Rewolucje Integral, recenzja na Sensu Stricte


Cztery pierwsze rewolucje.
Przyszedł wczoraj do mnie komiks. Dobry komiks trzeba powiedzieć. Ale zanim o komiksie to może kilka słów o innych rzeczach.
Otóż z komiksami mam do czynienia naprawdę niewiele, czego poniekąd żałuję, ale cóż. Dzisiejsza scena polskiego komiksu to są dla mnie trzy nazwiska (ale cztery osoby — taka zagadka): Śledziński, Minkiewicz oraz właśnie Skutnik. Co ciekawe to rzeczy, które popełnił Skutnik znam od bardzo dawna, tyle że nie były to komiksy.

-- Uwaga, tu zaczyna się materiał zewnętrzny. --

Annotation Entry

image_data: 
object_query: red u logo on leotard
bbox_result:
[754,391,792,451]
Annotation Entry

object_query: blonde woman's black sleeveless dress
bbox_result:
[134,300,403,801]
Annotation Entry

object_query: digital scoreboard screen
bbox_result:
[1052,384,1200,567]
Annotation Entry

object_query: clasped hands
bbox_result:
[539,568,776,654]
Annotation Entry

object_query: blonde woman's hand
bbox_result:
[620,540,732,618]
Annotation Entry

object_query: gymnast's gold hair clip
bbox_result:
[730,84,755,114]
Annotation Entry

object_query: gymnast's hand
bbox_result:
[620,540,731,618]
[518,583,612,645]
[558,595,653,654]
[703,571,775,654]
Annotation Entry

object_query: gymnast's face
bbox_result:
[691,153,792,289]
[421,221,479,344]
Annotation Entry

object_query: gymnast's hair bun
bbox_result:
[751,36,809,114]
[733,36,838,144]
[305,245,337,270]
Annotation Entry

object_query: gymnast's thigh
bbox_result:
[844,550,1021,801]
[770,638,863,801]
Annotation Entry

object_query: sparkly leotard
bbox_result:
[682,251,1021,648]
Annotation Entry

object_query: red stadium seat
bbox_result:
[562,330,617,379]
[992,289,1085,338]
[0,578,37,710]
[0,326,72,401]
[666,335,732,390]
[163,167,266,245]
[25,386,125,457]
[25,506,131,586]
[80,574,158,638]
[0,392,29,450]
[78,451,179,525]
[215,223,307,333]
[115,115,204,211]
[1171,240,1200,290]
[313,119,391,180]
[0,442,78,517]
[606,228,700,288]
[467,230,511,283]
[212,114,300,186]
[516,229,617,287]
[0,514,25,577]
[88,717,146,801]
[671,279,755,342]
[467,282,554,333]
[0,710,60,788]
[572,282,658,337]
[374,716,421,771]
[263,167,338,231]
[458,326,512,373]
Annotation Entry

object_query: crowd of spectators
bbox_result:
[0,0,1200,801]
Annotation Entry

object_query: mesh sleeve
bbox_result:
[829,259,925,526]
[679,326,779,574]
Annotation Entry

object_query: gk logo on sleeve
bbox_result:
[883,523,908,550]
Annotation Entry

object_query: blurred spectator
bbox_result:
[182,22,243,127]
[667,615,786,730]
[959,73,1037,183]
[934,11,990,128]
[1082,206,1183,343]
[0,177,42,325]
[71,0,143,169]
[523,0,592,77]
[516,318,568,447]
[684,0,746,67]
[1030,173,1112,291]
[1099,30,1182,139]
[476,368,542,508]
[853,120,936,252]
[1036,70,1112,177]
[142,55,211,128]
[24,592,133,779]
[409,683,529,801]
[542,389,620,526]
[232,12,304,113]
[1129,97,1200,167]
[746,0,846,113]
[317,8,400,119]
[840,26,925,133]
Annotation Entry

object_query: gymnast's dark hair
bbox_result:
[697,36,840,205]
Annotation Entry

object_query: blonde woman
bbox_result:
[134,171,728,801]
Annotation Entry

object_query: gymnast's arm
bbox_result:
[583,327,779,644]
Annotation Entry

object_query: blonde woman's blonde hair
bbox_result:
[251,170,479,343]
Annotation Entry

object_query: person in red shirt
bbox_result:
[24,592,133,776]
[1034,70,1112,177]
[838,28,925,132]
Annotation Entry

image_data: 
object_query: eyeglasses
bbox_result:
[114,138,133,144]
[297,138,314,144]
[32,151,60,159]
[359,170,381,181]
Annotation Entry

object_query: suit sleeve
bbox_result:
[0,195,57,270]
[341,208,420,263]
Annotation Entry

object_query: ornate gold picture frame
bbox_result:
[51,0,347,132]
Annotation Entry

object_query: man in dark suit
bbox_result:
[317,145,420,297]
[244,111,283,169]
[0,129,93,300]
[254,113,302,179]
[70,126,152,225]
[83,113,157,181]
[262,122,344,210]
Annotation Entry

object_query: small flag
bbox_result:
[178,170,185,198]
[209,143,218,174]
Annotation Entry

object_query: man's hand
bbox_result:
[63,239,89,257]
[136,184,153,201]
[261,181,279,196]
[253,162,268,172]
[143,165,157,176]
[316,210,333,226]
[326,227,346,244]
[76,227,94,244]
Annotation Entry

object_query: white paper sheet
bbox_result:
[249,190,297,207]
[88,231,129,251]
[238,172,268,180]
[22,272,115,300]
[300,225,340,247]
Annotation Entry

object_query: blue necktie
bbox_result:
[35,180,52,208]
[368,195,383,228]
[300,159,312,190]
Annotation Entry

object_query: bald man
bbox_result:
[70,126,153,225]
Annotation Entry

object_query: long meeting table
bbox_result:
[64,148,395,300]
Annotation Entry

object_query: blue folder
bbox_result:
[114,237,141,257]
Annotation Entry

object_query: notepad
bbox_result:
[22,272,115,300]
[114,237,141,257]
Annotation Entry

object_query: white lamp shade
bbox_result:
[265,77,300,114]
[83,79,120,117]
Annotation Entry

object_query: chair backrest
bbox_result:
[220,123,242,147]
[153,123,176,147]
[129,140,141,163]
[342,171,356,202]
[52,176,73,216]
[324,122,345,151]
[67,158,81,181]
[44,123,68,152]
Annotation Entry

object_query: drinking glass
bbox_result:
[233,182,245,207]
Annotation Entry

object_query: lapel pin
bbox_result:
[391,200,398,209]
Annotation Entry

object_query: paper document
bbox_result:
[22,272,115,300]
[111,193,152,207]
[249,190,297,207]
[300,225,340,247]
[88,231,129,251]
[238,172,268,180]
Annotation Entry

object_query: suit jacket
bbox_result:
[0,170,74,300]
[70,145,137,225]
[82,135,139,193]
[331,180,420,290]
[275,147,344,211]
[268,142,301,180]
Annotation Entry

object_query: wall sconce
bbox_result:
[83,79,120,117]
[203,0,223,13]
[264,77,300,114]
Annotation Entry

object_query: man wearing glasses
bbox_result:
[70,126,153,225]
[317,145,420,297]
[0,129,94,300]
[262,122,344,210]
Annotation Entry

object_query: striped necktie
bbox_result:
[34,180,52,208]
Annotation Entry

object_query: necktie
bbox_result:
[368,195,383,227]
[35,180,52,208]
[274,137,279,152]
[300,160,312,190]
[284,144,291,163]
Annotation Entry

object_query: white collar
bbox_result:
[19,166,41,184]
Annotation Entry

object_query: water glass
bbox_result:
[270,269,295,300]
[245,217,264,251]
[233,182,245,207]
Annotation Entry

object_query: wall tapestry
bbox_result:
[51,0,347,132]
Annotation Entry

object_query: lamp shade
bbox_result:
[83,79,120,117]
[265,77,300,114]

Dawno temu zakochałem się w Submachine — serii gier point’n’click (seria zakończyła się w zeszłym roku numerem 10). Kto zna, wie o co chodzi, kto nie zna to cała seria jest do kupienia nie tak strasznie drogo (lub też na stronie można pograć za darmo). Cała gra to niby taki typowy point’n’click czy też escape game, tyle że ma za sobą niesamowitą i tajemniczą fabułę. Sprzedana w tej grze historia urzeka i wciąga jak wiosenne bagno. Jest świetnie opowiedziana, w znajdowanych przez nas listach, notatkach czy innych śladach bytności osób uwięzionych/badających submaszynę. Tak poznałem pierwszą działalność autora.

Idąc po nitce do kłębka znalazłem kolejne grywalne tytuły. Tu na szczególną uwagę zasługują Cover Front oraz Daymare Town. Ten ostatni tytuł ma zresztą też powiązany z nim komiks. I tu dokonałem jednego z największych samowkrętów w moim życiu. Ponieważ wszystkie te rzeczy które widziałem, komunikowały się ze mną w języku Brytów to wkręciłem sobie, że ten gość to nie z Polski jest. Nazwisko ma po dziadkach emigrantach a mieszka w Szwecji (nie wiem skąd ten kraj). Co więcej dzisiaj jestem pewien, że gdzieś o tym czytałem i gdyby nie to, że życie nauczyło mnie braku zaufania do siebie samego to byłbym w to uwierzył. No ale tak czy owak, całkiem przypadkiem ktoś kogo obserwuję na retwittował informację Skutnika i nagle okazało się, że mój idol z czasów późnej młodości (pierwsza submaszyna wyszła 11 lat temu), to jest z Polski i w dodatku rysuje komiksy.

I w dodatku fajne. Blaki nie rozłożył mnie może na łopatki ale czytał się nieźle. Teraz przyszedł czas na Rewolucje. Żeby było mi łatwiej to Timof wydał w pierwsze cztery części w jednym albumie. W twardej oprawie na fajnym papierze. Tak jak lubię. Dziś (1.09) premiera albumu, jednak zamówiony w przedsprzedaży przyszedł do mnie wczoraj i trochę nielegalnie chyba, zdążyłem już pierwszy raz przeczytać i już wiem, że to historia właśnie dla mnie. Jest tajemnica, jest spisek, są zdrajcy, szpiedzy i inkwizytorzy i jest zakończenie, które nic nie wnosi. Rewolucje zaczynają się różnymi, z pozoru niepowiązanymi historiami. Pozory się szybko rozmywają i historie wiąże ze sobą osoba arcyłotra. Więcej nie będę zdradzał. Powiem tylko, że fabuła urzeka, podobnie jak kiedyś złapała mnie ta w submaszynie. Do Rewolucji na pewno będę wracał a i oczywiście patrzę w przód (z ang. looking forward) za kolejnymi albumami. Wiem, że wyszły już dalsze części, ale ponieważ wolę takie integralne wydania to chyba poczekam. Oby nie za długo.